Uncertainties and shortcomings of ground surface temperature histories derived from inversion of temperature logs
Andreas Hartmann, Volker Rath

TL;DR
This paper evaluates the uncertainties in deriving ground surface temperature histories from borehole data, emphasizing the importance of log depth and data quality for accurate climate reconstructions.
Contribution
It provides a rigorous assessment of the main uncertainty sources in temperature log inversion and highlights the importance of log depth and data noise.
Findings
Deeper logs (>3000 m) improve inversion accuracy for 1000-100000 year periods.
Heat production has minimal impact on inversion results.
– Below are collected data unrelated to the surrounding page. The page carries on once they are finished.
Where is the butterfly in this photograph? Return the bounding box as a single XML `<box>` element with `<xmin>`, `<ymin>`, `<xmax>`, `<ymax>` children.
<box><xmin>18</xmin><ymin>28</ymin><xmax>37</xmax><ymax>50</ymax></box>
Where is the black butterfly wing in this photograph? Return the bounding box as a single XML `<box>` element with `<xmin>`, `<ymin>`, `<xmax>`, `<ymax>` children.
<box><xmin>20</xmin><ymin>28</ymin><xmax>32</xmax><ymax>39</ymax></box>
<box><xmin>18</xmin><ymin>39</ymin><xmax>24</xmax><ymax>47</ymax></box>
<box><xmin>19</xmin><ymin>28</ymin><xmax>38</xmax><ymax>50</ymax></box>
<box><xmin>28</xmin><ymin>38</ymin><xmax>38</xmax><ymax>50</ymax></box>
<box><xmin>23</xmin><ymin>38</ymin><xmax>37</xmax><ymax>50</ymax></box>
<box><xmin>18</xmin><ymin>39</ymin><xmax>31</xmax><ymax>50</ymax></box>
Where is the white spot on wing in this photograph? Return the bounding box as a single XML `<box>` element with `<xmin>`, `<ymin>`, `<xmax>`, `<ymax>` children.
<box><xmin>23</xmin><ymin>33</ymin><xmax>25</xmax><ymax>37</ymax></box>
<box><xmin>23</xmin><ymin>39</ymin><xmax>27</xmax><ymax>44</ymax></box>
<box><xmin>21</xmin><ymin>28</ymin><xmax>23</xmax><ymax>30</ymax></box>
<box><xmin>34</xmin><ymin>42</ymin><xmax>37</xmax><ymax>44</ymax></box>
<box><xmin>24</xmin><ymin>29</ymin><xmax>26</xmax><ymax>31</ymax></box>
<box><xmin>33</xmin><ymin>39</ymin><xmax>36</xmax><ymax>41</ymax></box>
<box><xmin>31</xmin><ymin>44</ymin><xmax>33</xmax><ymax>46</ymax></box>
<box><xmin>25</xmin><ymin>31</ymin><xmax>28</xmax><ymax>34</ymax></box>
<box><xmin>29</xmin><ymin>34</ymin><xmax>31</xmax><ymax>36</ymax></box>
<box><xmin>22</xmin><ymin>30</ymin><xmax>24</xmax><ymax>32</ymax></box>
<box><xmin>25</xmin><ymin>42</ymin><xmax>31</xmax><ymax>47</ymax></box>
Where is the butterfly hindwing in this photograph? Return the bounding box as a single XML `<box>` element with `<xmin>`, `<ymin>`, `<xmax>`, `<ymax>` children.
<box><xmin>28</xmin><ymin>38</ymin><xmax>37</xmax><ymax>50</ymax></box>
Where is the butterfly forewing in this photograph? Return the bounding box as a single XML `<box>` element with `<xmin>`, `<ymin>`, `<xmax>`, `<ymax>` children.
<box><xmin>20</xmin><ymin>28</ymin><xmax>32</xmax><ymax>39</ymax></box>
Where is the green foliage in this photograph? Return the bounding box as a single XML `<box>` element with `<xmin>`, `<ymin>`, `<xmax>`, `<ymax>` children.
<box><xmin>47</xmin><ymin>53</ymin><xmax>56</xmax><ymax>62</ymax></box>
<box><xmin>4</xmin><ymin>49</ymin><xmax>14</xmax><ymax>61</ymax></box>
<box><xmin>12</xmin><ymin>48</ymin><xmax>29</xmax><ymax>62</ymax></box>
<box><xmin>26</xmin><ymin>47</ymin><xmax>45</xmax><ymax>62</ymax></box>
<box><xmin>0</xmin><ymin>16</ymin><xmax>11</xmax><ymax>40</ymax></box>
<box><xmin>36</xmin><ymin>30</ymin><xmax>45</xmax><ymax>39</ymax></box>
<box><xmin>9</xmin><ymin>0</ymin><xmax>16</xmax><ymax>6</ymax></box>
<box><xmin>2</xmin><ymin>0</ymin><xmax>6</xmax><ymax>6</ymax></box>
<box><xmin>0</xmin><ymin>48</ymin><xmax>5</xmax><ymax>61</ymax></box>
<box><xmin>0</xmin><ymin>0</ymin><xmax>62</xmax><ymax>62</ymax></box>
Shallower logs (<300 m) are more affected by noise, limiting recent climate reconstructions.
Abstract
Analysing borehole temperature data in terms of ground surface history can add useful information to reconstructions of past climates. Therefore, a rigorous assessment of uncertainties and error sources is a necessary prerequisite for the meaningful interpretation of such ground surface temperature histories. This study analyses the most prominent sources of uncertainty. The diffusive nature of the process makes the inversion relatively robust against incomplete knowledge of the thermal diffusivity. Similarly the influence of heat production is small. It turns out that for investigations of the last 1000 to 100000 years the maximum depth of the temperature log is crucial. More than 3000 m are required for an optimal inversion. Reconstructions of the last one or two millennia require only modestly deep logs (>300 m) but suffer severely from noisy data.